Samples were inoculated onto Columbia blood agar containing 5% sheep blood (Biomerieux, New Jersey, USA) and incubated at 37 °C for 18 h under 5% carbon dioxide atmosphere. Sterility of the media was established by incubating a representative of the media for 2–5 days at 35–37 °C and plates were checked for no evidence of bacterial growth after incubation. Quality control was performed using the ATCC reference strain BAA-2674. Presumptive isolates were identified as GBS based on: β-haemolysis on Columbia blood agar containing 5% sheep blood (Biomerieux, New Jersey, USA), gram positive cocci in chains under the microscope after Gram staining, negative catalase reaction, Lancefield grouping with type B antisera (Becton Dickinson, New jersey, USA) and using the Vitek (Biomareux) version 2. All presumptive isolates were stored in 30% glycerol stocks at -80 °C until further analyses.
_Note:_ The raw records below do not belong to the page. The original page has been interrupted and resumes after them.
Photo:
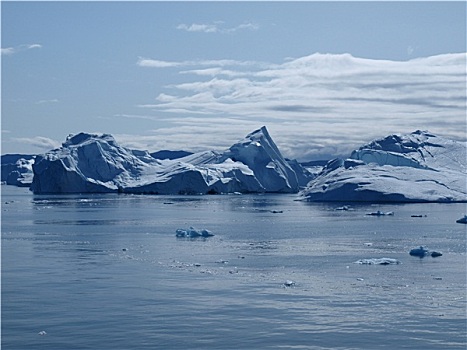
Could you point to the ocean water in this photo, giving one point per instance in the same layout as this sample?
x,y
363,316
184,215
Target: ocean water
x,y
107,272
Molecular confirmation of GBS strains

Presumptive isolates in glycerol stocks were resuscitated in Todd Hewitt broth (Biomerieux, New Jersey, USA) for 24 h at 37 °C and streaked onto Columbia blood agar containing 5% sheep blood. GBS isolates were confirmed by molecular techniques using a pair of primers specific for the scpB gene. A single colony of GBS was picked from Columbia blood agar containing 5% sheep blood (Biomerieux, New Jersey, USA) and emulsified with 2 mL of nucleic acid free water in a 2 mL microcentrifuge tube. The tube was boiled at 100 °C for 15 min on a Heating Block and thereafter centrifuged at 10,000 rpm (rpm) for 5 min and supernatant containing GBS DNA was separated from the pellet and stored at -80 °C. Twelve microliters of One TaqR Master Mix with standard buffer (New England Biolabs, United Kingdom) containing: 20 mM Tris-HCl, 1.8 mM MgCl2, 22 mM NH4Cl, 22 mM KCl, 0.2 mM dNTPs, 5 % glycerol, 0.06% IGEPALR CA-630, 0.05 % TweenR 20 and 25 units/mL One Taq DNA polymerase, 6 uL of water of PCR grade, 1 uL of 10 pMol of both forward and reverse primers were mixed with 5 μL of DNA template to make up a total reaction volume of 25 uL. ScpB primer sequences are presented in Table 1.
Table 1

Oligonucleotide primers for molecular confirmation of GBS

Name

scpBF

Sequence

ACAACGGAAGGCGCTACTGTTC

Name

scpBR

Sequence

ACCTGGTGTTTGACCTGAACTA

(Adopted from Elbaradie et al., 2009) [37]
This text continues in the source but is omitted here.